News: Prada's art foundation has announced its new venue by OMA's research arm AMO will open this May, featuring a bar designed by film director Wes Anderson.
Scheduled to welcome visitors on 9 May, the Fondazione Prada will be located on a Milanese industrial site at Largo Isarco – south of Milan's city centre and away from the brand's headquarters.
Led by Dutch architect Rem Koolhaas and first revealed in 2008, AMO's design includes 11,000 square metres of exhibition space intended to "expand the repertoire of spatial typologies in which art can be exhibited and shared with the public".
Seven preexisting buildings of a 1910s former distillery will be linked by three new structures – an exhibition venue, an auditorium and a museum tower – occupying the courtyard spaces in between.
The complex will host Fondazione Prada's array of events, relating to disciplines including cinema, design, architecture, philosophy, fashion and performance.

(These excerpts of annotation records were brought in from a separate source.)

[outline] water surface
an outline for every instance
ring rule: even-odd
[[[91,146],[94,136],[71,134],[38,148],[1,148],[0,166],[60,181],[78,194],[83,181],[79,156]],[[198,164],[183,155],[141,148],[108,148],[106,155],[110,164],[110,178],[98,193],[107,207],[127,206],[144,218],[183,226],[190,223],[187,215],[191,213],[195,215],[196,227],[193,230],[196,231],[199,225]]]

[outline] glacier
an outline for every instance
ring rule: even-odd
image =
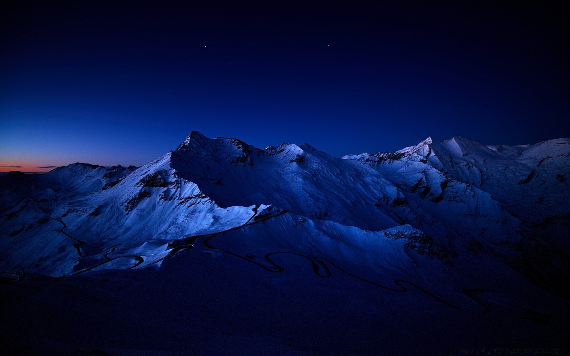
[[[337,158],[197,132],[140,167],[3,174],[0,343],[41,355],[564,349],[569,182],[570,138],[427,138]]]

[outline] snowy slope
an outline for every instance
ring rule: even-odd
[[[193,132],[138,168],[11,173],[0,177],[0,271],[19,281],[2,289],[15,325],[6,337],[21,350],[17,335],[35,325],[32,354],[372,355],[430,329],[423,354],[441,354],[455,347],[446,325],[470,330],[449,332],[468,343],[495,325],[511,331],[490,329],[490,347],[554,342],[568,326],[569,156],[569,139],[454,137],[337,158]],[[75,315],[77,303],[92,310]],[[18,316],[28,309],[63,310],[57,332],[70,336]],[[97,331],[117,318],[140,327]]]

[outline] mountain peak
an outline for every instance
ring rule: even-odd
[[[200,133],[198,131],[194,130],[190,133],[190,134],[186,136],[186,138],[184,141],[176,148],[177,150],[181,150],[185,147],[188,146],[188,145],[193,141],[204,141],[206,140],[209,140],[204,135]]]

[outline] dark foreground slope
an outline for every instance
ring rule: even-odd
[[[0,177],[1,346],[115,355],[564,348],[569,142],[428,139],[339,159],[194,132],[138,169]]]

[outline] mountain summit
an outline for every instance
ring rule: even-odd
[[[448,337],[553,342],[568,325],[569,156],[568,138],[455,137],[337,158],[193,131],[140,167],[3,175],[6,337],[19,350],[21,328],[43,318],[62,321],[38,330],[32,353],[406,354],[429,339],[422,353],[441,354]],[[115,337],[97,331],[109,321]],[[481,331],[490,325],[507,331]],[[423,341],[406,343],[409,333]]]

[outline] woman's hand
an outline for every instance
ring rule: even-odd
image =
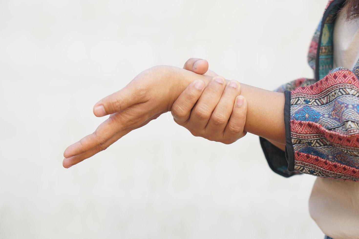
[[[245,135],[247,102],[239,95],[240,84],[236,81],[226,83],[223,77],[208,71],[205,60],[190,59],[184,68],[214,77],[204,90],[204,82],[199,80],[182,92],[172,106],[174,121],[195,136],[226,144]]]
[[[210,78],[164,66],[140,73],[124,88],[95,104],[95,115],[111,115],[93,133],[66,149],[63,166],[69,168],[92,156],[131,130],[169,111],[181,93],[199,78],[203,82],[208,82]]]

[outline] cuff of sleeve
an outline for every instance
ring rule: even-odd
[[[287,178],[297,174],[288,171],[288,162],[283,150],[261,137],[259,141],[268,165],[273,172]]]
[[[288,162],[288,171],[294,172],[294,150],[290,135],[290,91],[284,91],[284,126],[285,128],[285,158]]]

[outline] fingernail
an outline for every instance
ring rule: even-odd
[[[195,87],[201,90],[204,87],[204,82],[202,81],[198,81],[195,83]]]
[[[237,98],[237,105],[241,106],[243,104],[243,99],[242,97],[238,97]]]
[[[200,63],[201,61],[202,60],[198,60],[196,62],[195,62],[195,63],[193,64],[193,68],[195,68],[195,70],[196,70],[197,68],[197,66],[198,66],[198,64]]]
[[[237,88],[238,87],[238,84],[236,81],[232,81],[229,83],[229,86],[232,86],[233,88]]]
[[[220,77],[218,77],[216,78],[216,79],[214,80],[220,84],[223,84],[224,83],[224,81],[223,80],[223,78]]]
[[[95,107],[94,111],[95,112],[95,114],[97,116],[101,117],[102,116],[104,116],[106,115],[106,111],[105,111],[105,108],[104,108],[103,106],[102,105],[98,105]]]

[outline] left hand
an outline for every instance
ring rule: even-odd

The entrance building will connect to a children's area designed by students from the École Nationale Supérieure d'Architecture de Versailles, and the bar modelled on traditional Milan cafes by director Wes Anderson – who is best known for films including The Life Aquatic and The Grand Budapest Hotel.
The foundation is being moved from its current location at Via Fogazzaro 36, which earlier this week hosted Prada's menswear show in a space designed by AMO.
Prada has an ongoing relationship with OMA that goes back 25 years. The two companies have previous collaborated on a series of store interiors, catwalk designs and exhibition spaces, including the Prada Transformer in Seoul.
Fondazione Prada was founded by Miuccia Prada and Patrizio Bertelli in 1993 as a non-profit organisation focussed on contemporary art.
The organisation's Venetian venue will continue to operate in the 18th century Palazzo Ca' Corner della Regina. The two locations are set to host concurrent exhibitions of ancient art from Prada's collection this summer.
"Both projects, whose display system has been conceived by OMA, analyse the themes of seriality and the copy in classical art and the reproduction of small-scale Greek and Roman sculptures from the Renaissance to Neoclassicism, respectively," said Fondazione Prada in a statement.